How best to treat clinical impotence? The first tenet in therapy is to avoid the expected, direct clinical approach to the symptoms of erective inadequacy.
Secret of successful therapy (for this dysfunction):
is not to treat the symptoms of impotence at all, for to do so means attempting to train or educate the male to attain a satisfactory erection, and places the therapist at exactly the same psychological disadvantage as that of the impotent male trying to will an erection.
Therapists cannot supplant or improve on a natural process and achievement and maintenance of penile erection is a natural process.
The major therapeutic contribution involves convincing the emotionally distraught male that he does not have to be taught, to establish an erection. He cannot be taught to achieve an erection any more than he can be taught to breathe.
Erections develop just as involuntarily and with just as little effort as breathing. This is the salient therapeutic fact the disturbed man must learn. No man can will an erection.
Every impotent man has to negate or neutralize a number of psychosocial influences which have helped to create his sexual dysfunction if he is to achieve erective effectiveness.
However, the prevalent roadblock is one of fear. Fear can prevent erections just as fear can increase the respiratory rate or lead to diarrhea or vomiting.
At onset of therapy, the impotent man's fears of performance and his resultant spectator's role are described specifically by the cotherapists and must be accepted in totality by the distressed male if reversal of the sexual dysfunction is to be accomplished.
Every impotent male is only too cognizant of his fears of performance, and, once the point is emphasized, he also is completely aware of the involuntary spectator role he plays during the coital attempt.
remove the man's fears for sexual performance
to reorient involuntary behavioral patterning so that he becomes an active participant, far removed from his accustomed spectator's role.
to relieve the wife's fears for her husband's sexual performance.
Whenever any individual evaluates his sexual performance or that of his partner during an active sexual encounter, he is removing sex from its natural context. And this, of course, is the all-important factor in both onset of and reversal of sexual inadequacy.
With any form of sexual dysfunction, sex is removed from its natural context. The man watching carefully to see whether he is to achieve an erection sweats and strains to will that erection.

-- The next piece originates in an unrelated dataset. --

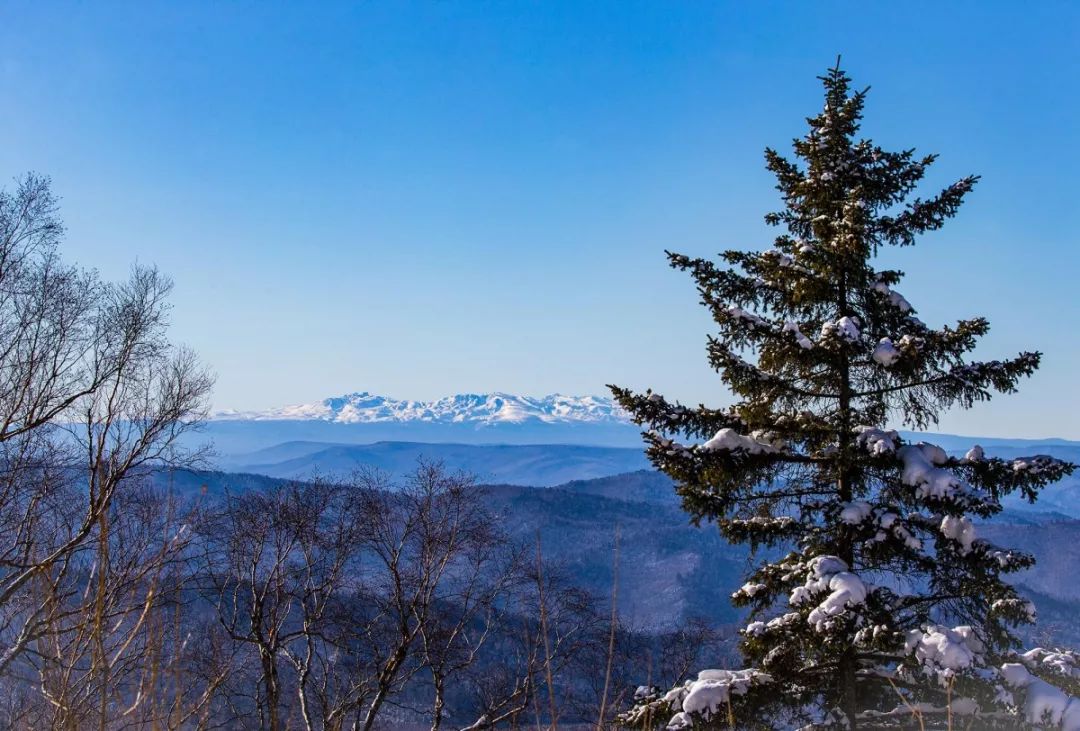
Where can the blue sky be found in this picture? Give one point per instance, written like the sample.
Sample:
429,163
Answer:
445,197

The more the male strains the more distracted he becomes and the less input of sensual pleasures he receives from his partner; therefore, the more entrenched the continued state of penile flaccidity.
In a natural cycle of sexual response there is input to any sexually involved individual from two sources.
As an example, presume an interested husband approaching his receptive wife. There are two principal sources of his sexual excitation. The first is developed as the husband approaches his wife sexually, stimulating her to high levels of sexual tension.
Her biophysical response to his stimulative approach (her pleasure factor), usually expressed by means of nonverbal communication, is highly exciting to the male partner. While pleasing his wife and noting the signs of her physical excitation (increased muscle tone, rapid breathing, flushed face, abundance of vaginal lubrication), he usually develops an erection and does so without any direct physical approach from his wife.
In this situation he is giving of himself to his wife and getting a high level of sexual excitation from her in return.
The second source of male stimulation develops as the wife approaches her husband with direct physical contact.
Regardless of the technique employed, his wife's direct approach to his body generally, and the pelvic area specifically, is sexually exciting and usually productive of an erection.
When stimuli from both sources are combined by mutuality of sexual play, the natural effect is rapid elevation of sexual tension resulting in a full, demanding erection.
Often men move into a pattern of erective failure because they do not experience sensate input from both sides of the give-to-get cycle. Loss of supportive sexual excitation frequently develops not because wives are unavailable or uninterested but because one or both of the basic modes of input of sexual stimuli is blocked.